Moving 6/7 of its usual speed a train is 10 min late. Find its usual time to cover the journey

To solve the problem, we need to find the usual time taken by the train to cover the journey. Let's denote the following: - Let the usual speed of the train be \( S \) (in distance units per time unit). - Let the usual time taken to cover the journey be \( T \) (in time units). - Let the distance covered by the train be \( D \). From the relationship between speed, distance, and time, we have: \[ D = S \times T \] When the train moves at \( \frac{6}{7} \) of its usual speed, its new speed becomes: \[ \text{New Speed} = \frac{6}{7} S \] The time taken to cover the same distance \( D \) at this new speed is given by: \[ \text{New Time} = \frac{D}{\text{New Speed}} = \frac{D}{\frac{6}{7} S} = \frac{7D}{6S} \] Now, we know that the train is 10 minutes late when moving at this new speed.

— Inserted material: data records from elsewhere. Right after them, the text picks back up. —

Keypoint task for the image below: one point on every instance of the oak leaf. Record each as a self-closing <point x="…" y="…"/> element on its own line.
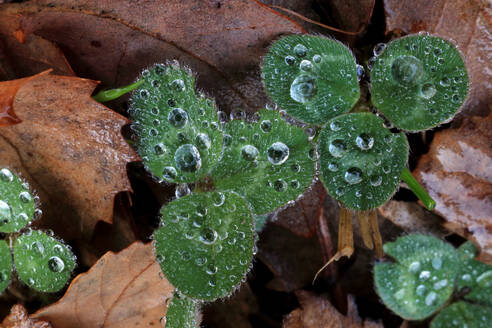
<point x="113" y="41"/>
<point x="126" y="289"/>
<point x="456" y="173"/>
<point x="70" y="148"/>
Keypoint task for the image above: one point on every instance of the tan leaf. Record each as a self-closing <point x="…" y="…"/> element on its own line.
<point x="468" y="23"/>
<point x="113" y="41"/>
<point x="126" y="289"/>
<point x="457" y="174"/>
<point x="317" y="312"/>
<point x="70" y="148"/>
<point x="19" y="318"/>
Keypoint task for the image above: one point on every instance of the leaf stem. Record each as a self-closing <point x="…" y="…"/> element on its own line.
<point x="107" y="95"/>
<point x="417" y="189"/>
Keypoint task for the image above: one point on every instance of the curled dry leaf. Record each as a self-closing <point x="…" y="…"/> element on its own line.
<point x="19" y="318"/>
<point x="70" y="148"/>
<point x="113" y="41"/>
<point x="413" y="218"/>
<point x="317" y="312"/>
<point x="121" y="290"/>
<point x="456" y="172"/>
<point x="468" y="23"/>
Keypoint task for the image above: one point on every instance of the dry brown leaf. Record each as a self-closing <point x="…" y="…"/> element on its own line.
<point x="457" y="174"/>
<point x="121" y="290"/>
<point x="468" y="23"/>
<point x="317" y="312"/>
<point x="113" y="41"/>
<point x="19" y="318"/>
<point x="413" y="218"/>
<point x="69" y="147"/>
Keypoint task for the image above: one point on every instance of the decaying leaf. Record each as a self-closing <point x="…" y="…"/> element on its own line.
<point x="317" y="312"/>
<point x="126" y="289"/>
<point x="456" y="173"/>
<point x="412" y="217"/>
<point x="8" y="90"/>
<point x="114" y="41"/>
<point x="19" y="318"/>
<point x="473" y="37"/>
<point x="70" y="148"/>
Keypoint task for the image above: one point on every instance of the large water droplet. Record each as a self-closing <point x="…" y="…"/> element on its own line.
<point x="278" y="153"/>
<point x="249" y="152"/>
<point x="303" y="88"/>
<point x="169" y="172"/>
<point x="177" y="85"/>
<point x="353" y="175"/>
<point x="337" y="148"/>
<point x="202" y="141"/>
<point x="300" y="50"/>
<point x="187" y="158"/>
<point x="427" y="90"/>
<point x="364" y="141"/>
<point x="208" y="236"/>
<point x="406" y="70"/>
<point x="6" y="175"/>
<point x="430" y="298"/>
<point x="177" y="117"/>
<point x="56" y="264"/>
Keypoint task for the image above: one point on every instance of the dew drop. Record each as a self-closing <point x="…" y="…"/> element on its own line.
<point x="187" y="158"/>
<point x="306" y="65"/>
<point x="353" y="175"/>
<point x="56" y="264"/>
<point x="430" y="298"/>
<point x="249" y="152"/>
<point x="25" y="197"/>
<point x="337" y="148"/>
<point x="208" y="236"/>
<point x="177" y="85"/>
<point x="6" y="175"/>
<point x="303" y="88"/>
<point x="202" y="140"/>
<point x="169" y="173"/>
<point x="177" y="118"/>
<point x="364" y="141"/>
<point x="278" y="153"/>
<point x="300" y="50"/>
<point x="427" y="90"/>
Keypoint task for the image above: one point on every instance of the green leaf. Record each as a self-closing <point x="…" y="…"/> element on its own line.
<point x="43" y="262"/>
<point x="474" y="275"/>
<point x="421" y="280"/>
<point x="462" y="314"/>
<point x="313" y="78"/>
<point x="205" y="244"/>
<point x="5" y="265"/>
<point x="266" y="162"/>
<point x="418" y="82"/>
<point x="182" y="312"/>
<point x="360" y="160"/>
<point x="178" y="132"/>
<point x="16" y="202"/>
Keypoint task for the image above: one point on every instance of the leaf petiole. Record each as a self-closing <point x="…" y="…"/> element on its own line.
<point x="417" y="189"/>
<point x="107" y="95"/>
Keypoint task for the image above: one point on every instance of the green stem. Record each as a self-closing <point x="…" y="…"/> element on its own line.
<point x="107" y="95"/>
<point x="417" y="189"/>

This means: \[ \text{New Time} = T + 10 \text{ minutes} \] We can set up the equation: \[ \frac{7D}{6S} = T + 10 \] Now, substituting \( D \) from the first equation \( D = S \times T \) into the equation, we get: \[ \frac{7(S \times T)}{6S} = T + 10 \] This simplifies to: \[ \frac{7T}{6} = T + 10 \] Now, we will eliminate \( T \) from the right side: \[ \frac{7T}{6} - T = 10 \] To combine the terms on the left, we can rewrite \( T \) as \( \frac{6T}{6} \): \[ \frac{7T}{6} - \frac{6T}{6} = 10 \] This simplifies to: \[ \frac{T}{6} = 10 \] Now, multiplying both sides by 6 gives us: \[ T = 60 \text{ minutes} \] Thus, the usual time taken by the train to cover the journey is **60 minutes**.